By Tobi Lopez Taylor
This year marks the 50th anniversary of the epic duel between the unbeaten “white tornado” Kontiki and *Orzel, the 1967 U.S. National Champion Racehorse. This race took place on March 30, 1968 at Turf Paradise, then a fairly new track on the outskirts of Phoenix, Ariz.
Kontiki, bred by Dr. Lloyd and Doris Rosenvold and owned by Christopher and Valeene Hampton-Wilcox, was a striking white-grey horse of primarily Crabbet, Davenport, and domestic breeding, with a little Polish and Egyptian thrown in. His great-grandsire Ziyadi had been a well-known California racehorse, and another ancestor, Antez, had sired a wartime Polish Derby winner as well as Sartez, touted as the “World’s Fastest Arabian.”
Kontiki himself preferred to fly out of the starting gate and not look back. In his debut at Turf Paradise in December 1967, he went wire to wire, winning by 20 lengths. About three weeks later, he was loaded down with 130 pounds and still cruised to a seven-length victory. In his next start his weight was increased to a hefty 140 pounds, and he still broke first, kept the field at bay, and triumphed by three lengths.
His rival, *Orzel, a flashy chestnut standing nearly 16 hands, had run as a four-year-old in Poland in early 1967, winning two of seven races and finishing in the money in all but one. *Orzel was by *Pietuszok, a Russian-bred stallion known for his ability to sire racehorses, including *Orla, a Polish Triple Crown winner. *Orzel’s dam Ofirka produced five stakes winners.
During his negotiations with the Poles to purchase *Orzel, Ed Tweed was told that the slow-maturing colt was the favorite to win the next year’s Polish Derby. In August 1967, Tweed sent his new horse to Evangeline Downs in Louisiana, where *Orzel learned to run on dirt. There, he easily won two pari-mutuel races and was named the first U.S. National Champion Racehorse. Shipped to Turf Paradise in November, *Orzel suffered his only American defeat in his Arizona debut, finishing second to El Gohari, whom he’d defeated in Louisiana. In *Orzel’s next start, he faced eight rivals and carried 140 pounds (co-high weight), but sailed home six lengths ahead of the field.
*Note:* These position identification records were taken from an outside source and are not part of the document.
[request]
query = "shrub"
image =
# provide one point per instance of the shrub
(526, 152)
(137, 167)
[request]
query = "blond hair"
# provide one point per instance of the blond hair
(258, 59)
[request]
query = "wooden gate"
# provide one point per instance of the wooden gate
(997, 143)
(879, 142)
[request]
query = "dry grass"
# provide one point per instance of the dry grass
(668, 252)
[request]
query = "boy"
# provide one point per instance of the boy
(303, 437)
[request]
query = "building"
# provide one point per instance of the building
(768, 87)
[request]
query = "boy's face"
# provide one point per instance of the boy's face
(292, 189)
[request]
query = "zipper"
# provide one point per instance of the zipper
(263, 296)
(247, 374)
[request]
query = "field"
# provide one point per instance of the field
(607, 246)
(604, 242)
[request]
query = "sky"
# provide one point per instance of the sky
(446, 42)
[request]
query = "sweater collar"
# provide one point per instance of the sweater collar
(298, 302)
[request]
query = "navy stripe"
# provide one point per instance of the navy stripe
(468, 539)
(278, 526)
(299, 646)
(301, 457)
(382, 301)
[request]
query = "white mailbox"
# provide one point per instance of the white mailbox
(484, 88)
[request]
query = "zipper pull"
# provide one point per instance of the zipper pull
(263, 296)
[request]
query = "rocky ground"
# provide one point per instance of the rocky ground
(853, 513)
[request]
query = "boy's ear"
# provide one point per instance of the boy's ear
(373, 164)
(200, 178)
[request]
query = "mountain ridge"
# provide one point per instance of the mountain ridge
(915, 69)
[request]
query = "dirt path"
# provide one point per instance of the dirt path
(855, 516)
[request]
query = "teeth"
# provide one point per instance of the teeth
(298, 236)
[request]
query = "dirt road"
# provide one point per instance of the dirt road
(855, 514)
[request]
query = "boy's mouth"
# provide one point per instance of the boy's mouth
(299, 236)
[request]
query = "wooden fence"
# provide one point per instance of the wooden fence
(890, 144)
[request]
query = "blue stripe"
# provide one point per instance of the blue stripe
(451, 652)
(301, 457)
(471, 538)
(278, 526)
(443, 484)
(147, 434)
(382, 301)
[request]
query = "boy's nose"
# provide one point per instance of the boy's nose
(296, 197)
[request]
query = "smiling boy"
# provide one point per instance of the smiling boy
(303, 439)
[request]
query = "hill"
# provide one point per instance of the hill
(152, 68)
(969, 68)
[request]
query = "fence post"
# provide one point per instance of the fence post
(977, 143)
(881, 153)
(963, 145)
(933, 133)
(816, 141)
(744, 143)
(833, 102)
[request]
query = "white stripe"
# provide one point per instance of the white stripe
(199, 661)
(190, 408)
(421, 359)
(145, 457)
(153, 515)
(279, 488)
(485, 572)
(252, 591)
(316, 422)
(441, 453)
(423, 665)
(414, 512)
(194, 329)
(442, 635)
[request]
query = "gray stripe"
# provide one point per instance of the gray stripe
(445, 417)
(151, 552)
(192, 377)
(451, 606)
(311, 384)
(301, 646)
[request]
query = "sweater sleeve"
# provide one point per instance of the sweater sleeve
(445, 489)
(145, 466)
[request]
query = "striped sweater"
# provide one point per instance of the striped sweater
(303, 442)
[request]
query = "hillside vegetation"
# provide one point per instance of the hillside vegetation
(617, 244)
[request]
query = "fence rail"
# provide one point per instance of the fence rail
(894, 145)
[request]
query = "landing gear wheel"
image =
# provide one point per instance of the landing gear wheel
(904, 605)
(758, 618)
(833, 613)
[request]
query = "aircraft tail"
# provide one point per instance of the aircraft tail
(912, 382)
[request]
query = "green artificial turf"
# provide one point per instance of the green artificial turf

On March 30, *Orzel and Kontiki finally met at Turf Paradise in a 1 ½ mile invitational handicap. Although racegoers knew that these two were the ones to beat, the other six horses, all winners, were no slouches. These included the hardy Nusabre (carrying 113 lbs.), a future member of the Arabian Horse Trust Racing Hall of Fame; Ben Hib Ku (113 lbs.), who would later be named 1968 U.S. National Champion Racehorse; Ibn Saka (134 lbs.), Ibn Shara (113 lbs.), Ghami (106 lbs.), and Silki (112 lbs.). *Orzel was assigned high weight of 142 pounds (the highest impost of his career). The betting public made Kontiki the favorite, since he’d won his previous three starts by a combined 30 lengths and carried two fewer pounds than *Orzel.
When the gate opened, Kontiki zoomed to the front, while *Orzel broke slowly and was still next to last at the half-mile mark. Egged on by Nusabre, Kontiki ran the first quarter in :24 4/5 seconds and the half in :51 flat. Kontiki was still a length ahead of Nusabre as they turned for home, but Orzel had been steadily passing horses, and lay in third place at the top of the stretch. When *Orzel finally made his move, the white colt couldn’t fend him off. *Orzel won by a length over Kontiki in a time of 2:49 4/5, about two seconds faster than his previous win at this distance. As the racing chart put it, Kontiki “continued gamely but could not manage winner.” Nusabre hung on for third place.
Although no one knew it at the time, this race was pivotal for two reasons: it would prove to be Kontiki’s only defeat in his nine-race career, and it would be *Orzel’s final start. Like *Orzel, Kontiki went on to be named a U.S. National Champion Racehorse. He also set four track records. Both horses transitioned to successful careers in the show ring and later became notable racing sires.
It’s fitting and proper that in 1995 these two great adversaries were both inducted into the Arabian Horse Trust Racing Hall of Fame. Today, 50 years after they went head to head at Turf Paradise, we still remember and celebrate this clash of the titans.